Pressed on why he had not moved to end the obstructionism, if that is the case, the president maintained: “A successful electoral policy is the art of the possible.”
“Let’s find out how we can do this and move in the direction of significantly changing the abuse of even the obstructionist rule first,” Biden said. “He has been abused from the moment he was born, in an extreme way for the last 20 years. Let’s deal with the abuse first.”
When Collins noted that it appeared he was moving closer to supporting the removal of obstructionism, which requires a 60-vote threshold to end the debate on the legislation, he replied, “I answered your question.”
Obstructionism is a procedural tool that senators can use to delay or block a vote on legislation or an appointment. It can be used to keep a discussion going without interruption indefinitely.
Democrats have passed several key bills in the House recently, including voting rights and police reform, but getting the legislation passed to 50% of the Senate, where some bills require 60 votes to pass, has been a pain. obstacle for them.
‘Abused in a gigantic way’
Earlier in the press conference, Biden said that obstructionism was being “gigantic abused” and suggested he supported “strongly” going back to its original process, which would require a senator who wants to block the legislation to keep the floor without making a decision. . break.
He had told ABC News earlier this month: “I don’t think you have to remove obstructionism, you have to do it like it used to be when I first came to the Senate in the old days.”
“So you are in favor of that reform?

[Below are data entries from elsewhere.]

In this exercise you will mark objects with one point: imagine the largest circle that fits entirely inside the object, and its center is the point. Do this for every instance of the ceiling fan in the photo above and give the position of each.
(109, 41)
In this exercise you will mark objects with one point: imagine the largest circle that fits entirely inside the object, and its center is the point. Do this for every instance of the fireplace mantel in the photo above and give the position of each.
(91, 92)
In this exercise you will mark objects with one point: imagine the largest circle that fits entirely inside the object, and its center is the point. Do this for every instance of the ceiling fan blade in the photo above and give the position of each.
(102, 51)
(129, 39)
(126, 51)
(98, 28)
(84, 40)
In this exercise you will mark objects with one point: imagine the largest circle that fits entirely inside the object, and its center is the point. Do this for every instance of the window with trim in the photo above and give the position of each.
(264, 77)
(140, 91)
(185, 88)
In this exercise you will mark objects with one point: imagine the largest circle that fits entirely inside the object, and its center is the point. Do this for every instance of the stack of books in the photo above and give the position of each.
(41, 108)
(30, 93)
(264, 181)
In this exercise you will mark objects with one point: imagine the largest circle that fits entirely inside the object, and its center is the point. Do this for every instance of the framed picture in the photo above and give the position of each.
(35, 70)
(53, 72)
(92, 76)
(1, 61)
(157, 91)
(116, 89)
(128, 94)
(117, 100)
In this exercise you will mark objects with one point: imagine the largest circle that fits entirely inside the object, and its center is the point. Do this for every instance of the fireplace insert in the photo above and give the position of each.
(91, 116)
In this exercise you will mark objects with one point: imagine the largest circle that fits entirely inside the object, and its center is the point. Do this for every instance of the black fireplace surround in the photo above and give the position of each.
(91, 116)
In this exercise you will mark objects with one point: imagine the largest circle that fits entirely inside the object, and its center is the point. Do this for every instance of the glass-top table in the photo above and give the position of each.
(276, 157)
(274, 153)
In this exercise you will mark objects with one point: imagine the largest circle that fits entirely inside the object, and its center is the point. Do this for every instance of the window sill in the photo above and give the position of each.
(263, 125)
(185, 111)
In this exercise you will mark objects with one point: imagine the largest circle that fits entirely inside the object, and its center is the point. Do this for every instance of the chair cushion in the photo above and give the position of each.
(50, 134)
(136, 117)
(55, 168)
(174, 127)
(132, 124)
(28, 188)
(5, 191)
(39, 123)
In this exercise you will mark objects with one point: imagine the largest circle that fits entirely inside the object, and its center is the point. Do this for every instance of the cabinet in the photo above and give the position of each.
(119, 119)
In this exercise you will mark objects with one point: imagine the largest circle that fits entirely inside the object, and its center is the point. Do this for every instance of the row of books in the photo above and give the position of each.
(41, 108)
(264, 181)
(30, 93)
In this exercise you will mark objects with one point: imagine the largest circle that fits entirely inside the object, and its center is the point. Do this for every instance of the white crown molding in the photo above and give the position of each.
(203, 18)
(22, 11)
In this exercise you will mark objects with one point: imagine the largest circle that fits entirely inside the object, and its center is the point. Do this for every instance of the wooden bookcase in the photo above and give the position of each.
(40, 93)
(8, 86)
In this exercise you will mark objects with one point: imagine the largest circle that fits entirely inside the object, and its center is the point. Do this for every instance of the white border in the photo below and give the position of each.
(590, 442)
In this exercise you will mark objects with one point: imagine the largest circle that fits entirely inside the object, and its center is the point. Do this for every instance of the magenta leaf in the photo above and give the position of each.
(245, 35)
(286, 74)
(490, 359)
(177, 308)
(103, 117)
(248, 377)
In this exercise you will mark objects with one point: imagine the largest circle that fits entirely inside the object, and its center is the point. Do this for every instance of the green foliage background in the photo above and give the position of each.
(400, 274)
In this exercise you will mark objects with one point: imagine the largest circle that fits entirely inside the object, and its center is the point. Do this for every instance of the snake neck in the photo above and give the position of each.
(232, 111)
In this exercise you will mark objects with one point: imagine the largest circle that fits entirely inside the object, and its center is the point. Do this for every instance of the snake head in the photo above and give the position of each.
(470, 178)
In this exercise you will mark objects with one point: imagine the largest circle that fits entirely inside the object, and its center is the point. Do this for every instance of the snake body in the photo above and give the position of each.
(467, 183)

Are you in favor of recovering the talking filibuster?” George Stephanopoulos of ABC News asked.
“I am. That’s what it was supposed to be,” Biden replied.
Still, Biden said Thursday that he has an “open mind” about using the filibuster for certain issues, including voting rights, a key legislative priority for him that he currently does not have the votes to pass.
Democratic lawmakers signal resolution
“The president understands, as I do, that the maintenance and integrity of our democracy is far more important than any Senate rule,” said Senator Raphael Warnock, a Georgia Democrat who has lobbied to weaken filibuster to pass legislation on the right to vote.
When asked if Biden is moving fast enough to change filibuster, Warnock responded: “I have every confidence that we will find a way to reduce voting rights. We owe it to the American people.”
Senator Chris Van Hollen, meanwhile, acknowledged that general changes will not happen overnight.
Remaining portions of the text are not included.